Il rischio di uno shock energetico
Secondo lo scenario di base del Fondo, l’inflazione globale si attesterebbe al 4,4% nel 2026, ma potrebbe superare il 6% nel 2027 in caso di un prolungamento del conflitto in Medio Oriente. Lo shock energetico, si evidenzia nel rapporto, sta già frenando l’attività economica mentre spinge al rialzo i prezzi, in un contesto in cui le banche centrali hanno margini limitati di intervento sui mercati energetici globali.
Le prospettive indicano inoltre una crescente divergenza tra le principali economie. Negli Stati Uniti i tassi d’interesse sono attesi in graduale calo fino al 3,1% entro il 2027. Nell’area euro, al contrario, è previsto un aumento di 50 punti base nel 2026, mentre in Giappone i tassi dovrebbero salire progressivamente verso un livello neutrale intorno all’1,5%.
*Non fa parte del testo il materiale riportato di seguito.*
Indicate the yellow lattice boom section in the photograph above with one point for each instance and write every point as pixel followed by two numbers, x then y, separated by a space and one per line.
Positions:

Il Fondo avverte tuttavia dei rischi legati sia a effetti inflazionistici di “secondo impatto”, potenzialmente più marcati rispetto al periodo post-pandemico, sia a un irrigidimento prematuro della politica monetaria, che potrebbe destabilizzare il sistema finanziario e indebolire la fiducia di famiglie e imprese. In presenza di politiche già adeguatamente calibrate prima dello shock, le autorità potrebbero quindi optare per un approccio attendista, valutando l’evoluzione e la durata delle pressioni inflazionistiche. Eventuali tagli dei tassi restano possibili solo in caso di rallentamento dell’attività economica al di sotto del potenziale e con rischi contenuti per la stabilità dei prezzi.
Nel corso della presentazione a Washington, Gourinchas ha inoltre evidenziato che, anche nell’ipotesi di una fine immediata del conflitto, la perdita di offerta di petrolio su base annua risulterebbe paragonabile agli shock degli anni Settanta, in particolare a quello del 1974. Tuttavia, rispetto a quel periodo emergono due differenze rilevanti: una minore dipendenza globale dal petrolio, grazie allo sviluppo di fonti alternative e a una maggiore efficienza energetica, e un diverso approccio delle politiche economiche.
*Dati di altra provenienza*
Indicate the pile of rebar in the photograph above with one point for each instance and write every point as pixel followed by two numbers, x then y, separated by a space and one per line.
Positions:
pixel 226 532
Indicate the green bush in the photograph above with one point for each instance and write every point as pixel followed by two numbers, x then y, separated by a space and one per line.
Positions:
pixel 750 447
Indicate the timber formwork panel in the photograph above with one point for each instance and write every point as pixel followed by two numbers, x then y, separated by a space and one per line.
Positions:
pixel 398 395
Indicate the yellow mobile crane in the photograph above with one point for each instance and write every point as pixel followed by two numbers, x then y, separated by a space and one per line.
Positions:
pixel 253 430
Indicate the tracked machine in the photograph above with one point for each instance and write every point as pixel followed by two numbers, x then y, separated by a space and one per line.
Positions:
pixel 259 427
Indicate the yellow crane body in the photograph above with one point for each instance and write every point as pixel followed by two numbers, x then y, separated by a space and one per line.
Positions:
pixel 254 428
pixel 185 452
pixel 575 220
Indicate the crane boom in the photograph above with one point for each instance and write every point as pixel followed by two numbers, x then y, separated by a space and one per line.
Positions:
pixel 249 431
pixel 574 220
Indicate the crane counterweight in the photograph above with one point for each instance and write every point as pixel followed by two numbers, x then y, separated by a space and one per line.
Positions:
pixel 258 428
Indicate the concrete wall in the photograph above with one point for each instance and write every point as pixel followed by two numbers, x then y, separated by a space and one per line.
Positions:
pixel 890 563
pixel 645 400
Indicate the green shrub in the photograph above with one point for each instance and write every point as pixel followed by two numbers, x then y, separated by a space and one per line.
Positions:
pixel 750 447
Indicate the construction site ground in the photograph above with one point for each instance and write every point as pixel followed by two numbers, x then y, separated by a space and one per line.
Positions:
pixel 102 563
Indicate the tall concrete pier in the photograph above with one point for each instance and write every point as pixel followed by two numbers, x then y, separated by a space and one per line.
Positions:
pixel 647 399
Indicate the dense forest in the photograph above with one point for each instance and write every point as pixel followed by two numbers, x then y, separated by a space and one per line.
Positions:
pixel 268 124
Negli anni Settanta, infatti, le banche centrali privilegiarono il sostegno alla crescita trascurando il controllo dell’inflazione, contribuendo a trasformare uno shock dei prezzi in un’inflazione diffusa. Oggi, conclude il Fondo, una gestione più attenta della politica monetaria rappresenta un elemento chiave per evitare dinamiche simili.